French Polynesian writer (born 1966)

Célestine Hitiura Vaite (born 1966) is a French Polynesian writer.

==Early life==
The daughter of a Tahitian mother and a French father, Vaite grew up in the commune of Faaa (Faa'a) on the island of Tahiti, French Polynesia. In her youth, Vaite grew up immersed in traditional storytelling. Having won a scholarship to a leading girls' school in Papeete (Pape'ete), she became interested in works by French authors like Balzac, Flaubert, Zola and Maupassant.

==Career==
Though she is a native French speaker, Vaite notably writes in English. She began to write out of homesickness while pregnant with her third child in Australia. Vaite has stated that writing in English gives her a wider audience as well as a greater creative freedom.

Her first three novels—Breadfruit, Frangipani, and Tiare—follow Materena Mahi, a "professional cleaner" who lives in Faʻaʻā. The novels describe life in contemporary Tahiti from an inside perspective, through anecdotes and often with great humor.
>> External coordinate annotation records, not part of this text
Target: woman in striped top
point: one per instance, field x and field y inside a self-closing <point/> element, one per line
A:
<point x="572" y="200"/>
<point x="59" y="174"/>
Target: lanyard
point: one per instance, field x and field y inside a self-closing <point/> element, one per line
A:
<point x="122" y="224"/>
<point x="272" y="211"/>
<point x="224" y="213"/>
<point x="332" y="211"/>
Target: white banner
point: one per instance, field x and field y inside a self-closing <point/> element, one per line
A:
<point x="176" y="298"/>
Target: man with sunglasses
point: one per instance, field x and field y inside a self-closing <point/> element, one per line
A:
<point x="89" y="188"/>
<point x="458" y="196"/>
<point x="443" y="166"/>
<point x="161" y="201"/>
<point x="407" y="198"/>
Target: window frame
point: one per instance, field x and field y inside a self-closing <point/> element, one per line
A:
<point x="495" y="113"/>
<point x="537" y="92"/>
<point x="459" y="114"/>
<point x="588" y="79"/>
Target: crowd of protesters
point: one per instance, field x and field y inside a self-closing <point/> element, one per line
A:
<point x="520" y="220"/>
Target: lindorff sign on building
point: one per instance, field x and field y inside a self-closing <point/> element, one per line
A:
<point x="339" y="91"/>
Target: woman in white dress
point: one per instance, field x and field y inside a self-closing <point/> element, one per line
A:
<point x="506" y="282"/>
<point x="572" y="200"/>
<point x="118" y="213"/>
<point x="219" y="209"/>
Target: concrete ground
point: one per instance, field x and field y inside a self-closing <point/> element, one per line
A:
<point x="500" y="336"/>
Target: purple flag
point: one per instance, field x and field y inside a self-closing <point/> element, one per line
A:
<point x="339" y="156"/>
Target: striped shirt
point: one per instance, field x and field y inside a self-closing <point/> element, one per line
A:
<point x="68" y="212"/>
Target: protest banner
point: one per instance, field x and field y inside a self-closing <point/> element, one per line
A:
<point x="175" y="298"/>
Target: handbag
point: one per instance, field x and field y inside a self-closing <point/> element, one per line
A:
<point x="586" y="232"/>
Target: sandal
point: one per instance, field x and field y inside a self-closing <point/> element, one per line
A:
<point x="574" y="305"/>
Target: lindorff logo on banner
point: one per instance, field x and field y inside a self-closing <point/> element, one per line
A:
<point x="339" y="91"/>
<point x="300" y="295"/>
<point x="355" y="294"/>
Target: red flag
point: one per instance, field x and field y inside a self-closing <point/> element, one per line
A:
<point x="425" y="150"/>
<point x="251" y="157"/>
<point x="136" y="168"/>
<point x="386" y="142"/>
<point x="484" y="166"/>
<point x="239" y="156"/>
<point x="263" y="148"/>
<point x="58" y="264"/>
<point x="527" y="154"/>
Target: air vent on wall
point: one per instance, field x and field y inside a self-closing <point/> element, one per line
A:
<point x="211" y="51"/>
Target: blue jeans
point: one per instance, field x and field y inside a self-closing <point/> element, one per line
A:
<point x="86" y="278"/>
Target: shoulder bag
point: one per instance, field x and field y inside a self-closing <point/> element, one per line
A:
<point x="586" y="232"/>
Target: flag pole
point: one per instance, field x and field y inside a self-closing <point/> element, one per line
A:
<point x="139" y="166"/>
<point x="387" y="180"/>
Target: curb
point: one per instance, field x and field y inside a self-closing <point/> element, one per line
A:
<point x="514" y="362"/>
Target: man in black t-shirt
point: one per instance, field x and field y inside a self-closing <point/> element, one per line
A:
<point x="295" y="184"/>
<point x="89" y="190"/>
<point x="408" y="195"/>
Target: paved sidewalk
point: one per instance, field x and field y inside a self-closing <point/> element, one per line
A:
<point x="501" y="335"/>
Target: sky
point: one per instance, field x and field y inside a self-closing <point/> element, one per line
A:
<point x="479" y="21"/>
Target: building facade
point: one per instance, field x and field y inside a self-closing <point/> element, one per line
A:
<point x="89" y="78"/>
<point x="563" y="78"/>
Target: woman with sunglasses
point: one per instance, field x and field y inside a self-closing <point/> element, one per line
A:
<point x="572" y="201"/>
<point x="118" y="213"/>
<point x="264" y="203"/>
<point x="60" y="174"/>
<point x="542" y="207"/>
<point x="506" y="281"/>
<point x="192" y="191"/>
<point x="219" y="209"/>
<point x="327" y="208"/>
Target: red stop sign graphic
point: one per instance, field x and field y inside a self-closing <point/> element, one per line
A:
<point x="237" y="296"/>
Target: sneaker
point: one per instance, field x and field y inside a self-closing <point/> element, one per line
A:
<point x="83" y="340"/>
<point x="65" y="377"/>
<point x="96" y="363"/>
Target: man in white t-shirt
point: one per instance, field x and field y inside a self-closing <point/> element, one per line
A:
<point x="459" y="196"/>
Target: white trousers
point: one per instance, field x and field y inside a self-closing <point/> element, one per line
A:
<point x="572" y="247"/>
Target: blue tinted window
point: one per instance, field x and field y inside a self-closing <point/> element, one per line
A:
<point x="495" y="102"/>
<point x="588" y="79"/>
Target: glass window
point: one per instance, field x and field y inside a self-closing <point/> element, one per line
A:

Vaite thus brings attention on a region of the world that Western literature has relegated to travel guides or often described in exotic terms.

Her first two novels have been translated into French. L'arbre à pain, the French translation of Breadfruit, was warmly greeted in French Polynesia, where it was awarded the Prix littéraire des étudiants by the students of the University of French Polynesia in 2004. L'arbre à pain is also reputed to be the most widely read book in French Polynesia. Frangipani, which has been published in 14 countries to date, was shortlisted for the 2005 NSW Premier's Literary Awards and longlisted for the 2006 Orange Prize.

Vaite was approached by New Zealand musician Tim Finn in 2018 to collaborate on his opera Ihitai 'Avei'a - Star Navigator about navigator and priest Tupaia who accompanied Cook on the Endeavour's maiden voyage, and she wrote monologues in Tahitian to accompany the songs, making Ihitai 'Avei'a the first opera to be performed in English and Tahitian.

==Personal life==
Vaite currently lives in New South Wales, Australia, and has four children. She is the mother of former model, athlete, and bushfire survivor Turia Pitt. Vaite is amicably separated from her husband.

== Bibliography ==
- Breadfruit, 2000, Winner of the Prix littéraire des étudiants 2004
- Frangipani, 2004
- Tiare, 2006

==Sources==
- "Célestine Hitiura Vaite." 22 January 2006. https://web.archive.org/web/20060414014747/http://celestinevaite.com/
- Vaite, Célestine Hitiura. Frangipani. New York: Back Bay Books, 2006.